Since the issue is enjoying such strong backing from the voting public you’d think that medical marijuana would become positive political capital in an election year. But politicos do not know how to handle the numbers: They pop champagne bottles when their polls hit the high 30s…dare we say 40s. This whole range of 60-80 percent is new ground.

Instead of helping ill residents with an affordable, local health care alternative by legalizing cannabis therapy elected officials decided that they would rather spend their time banning something new.

This week the Pennsylvania House Judiciary Committee unanimously (24-0) voted forward HB 176, a bill that would ban a new set of chemical fad drugs.

Legislators and the media are incorrectly labeling the substances “fake pot” or “synthetic marijuana” but the compounds are not at all like natural cannabis. They are more akin to chemical inhalants.

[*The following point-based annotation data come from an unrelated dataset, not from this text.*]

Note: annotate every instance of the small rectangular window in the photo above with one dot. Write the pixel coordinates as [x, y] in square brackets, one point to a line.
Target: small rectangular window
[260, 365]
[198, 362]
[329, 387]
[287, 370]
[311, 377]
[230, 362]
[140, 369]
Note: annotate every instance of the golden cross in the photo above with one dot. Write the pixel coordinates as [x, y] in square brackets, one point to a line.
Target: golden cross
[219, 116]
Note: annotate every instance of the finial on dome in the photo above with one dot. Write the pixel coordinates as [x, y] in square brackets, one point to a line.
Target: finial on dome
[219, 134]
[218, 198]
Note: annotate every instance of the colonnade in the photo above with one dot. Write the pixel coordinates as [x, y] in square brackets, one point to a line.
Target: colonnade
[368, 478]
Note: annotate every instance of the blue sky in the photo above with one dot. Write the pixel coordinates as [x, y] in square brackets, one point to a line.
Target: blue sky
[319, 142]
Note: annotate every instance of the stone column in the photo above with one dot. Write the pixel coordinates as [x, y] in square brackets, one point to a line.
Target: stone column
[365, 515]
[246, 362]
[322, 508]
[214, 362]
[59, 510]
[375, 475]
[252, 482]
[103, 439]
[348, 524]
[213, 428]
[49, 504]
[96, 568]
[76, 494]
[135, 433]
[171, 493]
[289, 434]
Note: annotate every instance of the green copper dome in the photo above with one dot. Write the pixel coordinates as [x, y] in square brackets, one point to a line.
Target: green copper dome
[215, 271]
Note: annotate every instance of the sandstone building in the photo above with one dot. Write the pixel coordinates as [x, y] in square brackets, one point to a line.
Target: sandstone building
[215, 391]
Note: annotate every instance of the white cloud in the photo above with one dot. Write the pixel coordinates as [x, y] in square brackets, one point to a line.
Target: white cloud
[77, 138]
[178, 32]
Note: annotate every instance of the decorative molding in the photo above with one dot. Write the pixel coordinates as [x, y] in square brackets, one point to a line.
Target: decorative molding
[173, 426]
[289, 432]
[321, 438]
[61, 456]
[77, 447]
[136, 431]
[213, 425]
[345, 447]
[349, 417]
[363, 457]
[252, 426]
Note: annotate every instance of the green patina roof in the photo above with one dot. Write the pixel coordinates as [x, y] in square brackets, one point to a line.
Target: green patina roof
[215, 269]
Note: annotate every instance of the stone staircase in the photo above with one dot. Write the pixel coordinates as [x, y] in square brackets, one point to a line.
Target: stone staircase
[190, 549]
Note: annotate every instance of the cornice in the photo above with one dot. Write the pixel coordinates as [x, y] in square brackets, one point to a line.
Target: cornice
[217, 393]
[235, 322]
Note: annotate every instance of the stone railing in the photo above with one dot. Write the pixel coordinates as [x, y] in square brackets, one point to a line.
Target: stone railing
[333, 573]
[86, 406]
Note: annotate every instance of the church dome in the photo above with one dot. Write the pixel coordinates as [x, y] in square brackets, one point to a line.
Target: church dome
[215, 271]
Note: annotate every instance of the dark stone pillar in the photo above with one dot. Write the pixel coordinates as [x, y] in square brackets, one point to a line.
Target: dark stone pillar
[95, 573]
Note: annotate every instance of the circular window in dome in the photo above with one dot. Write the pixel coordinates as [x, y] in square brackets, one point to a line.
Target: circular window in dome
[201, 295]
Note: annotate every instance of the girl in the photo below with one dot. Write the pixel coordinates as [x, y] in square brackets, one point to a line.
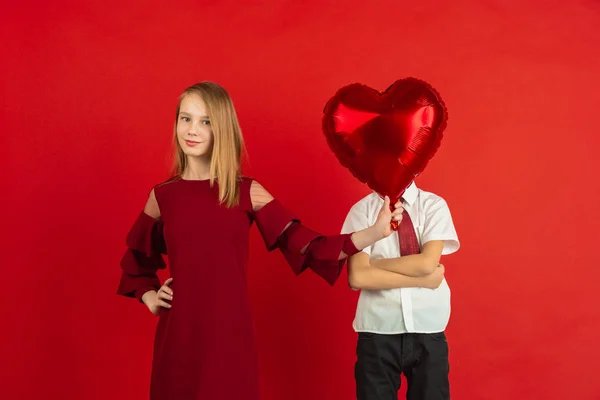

The fad drugs are sold as packets of incense with hundreds of label names like “Spice” or “K2.” Bans in other states have been completely ineffective as the ingredients are changed and access is readily available online.

Users seek an undetectable high. Because these chemicals are nothing like marijuana, users can pass all standard workplace drug screens. There are no intoxication urine tests or police field tests for the drugs. Tests would not be mandated by HB 176 and would be expensive to develop.

Some of the Spice/K2 type compounds contain synthetic cannabinoids; some contain already controlled substances. The truly dangerous part about these chemical drugs is that the ingredients are wholly unknown and the chemical recipe varies among the hundreds of brands.

Now, Harrisburg is literally creating a new drug problem in Pennsylvania where there was none previously. It is a horrifying, textbook example of why prohibition policy does not work.

As a marijuana reform advocate in Pennsylvania, I am getting a Kafkaesque front-row seat.

These politics are playing out on the streets of Pennsylvania. Residents are being told there is a legal high available, somehow like marijuana, and they are eagerly seeking it out.

HB 176 has been the most effective marketing and advertising tool for these chemical drugs, ever. There was little awareness of these Spice/K2 type chemical drugs locally before the bill was introduced to prohibit them.

The intention of HB 176’s more than thirty legislative co-sponsors is to quell the use of the Spice/K2 type drugs. Of course, the narrative taken by these legislators and the media to the public is having the opposite effect, causing a tremendous spike in interest and real-world use.

An effective deterrent might be having several Spice/K2 brands tested for their actual ingredients. Publishing the long list of strange and nasty chemicals in this stuff would keep many residents away from it.

Legislators could stand in line with overwhelming public support for a positive health solution with medical marijuana.  Natural marijuana is safe, effective, non-toxic and non-lethal. Humans have been using it for thousands of years. 

We have had doctors, severely ill residents, medical experts, religious leaders and community leaders testify in favor of medical marijuana. A flood of written testimony and emails has come in from all corners of Pennsylvania to support medical marijuana.

But, instead of heeding this call, elected officials are moving full-election year-throttle ahead with another senseless, ineffective prohibition. This could leave Pennsylvania to deal with another new drug problem, of its very own invention, for years to come.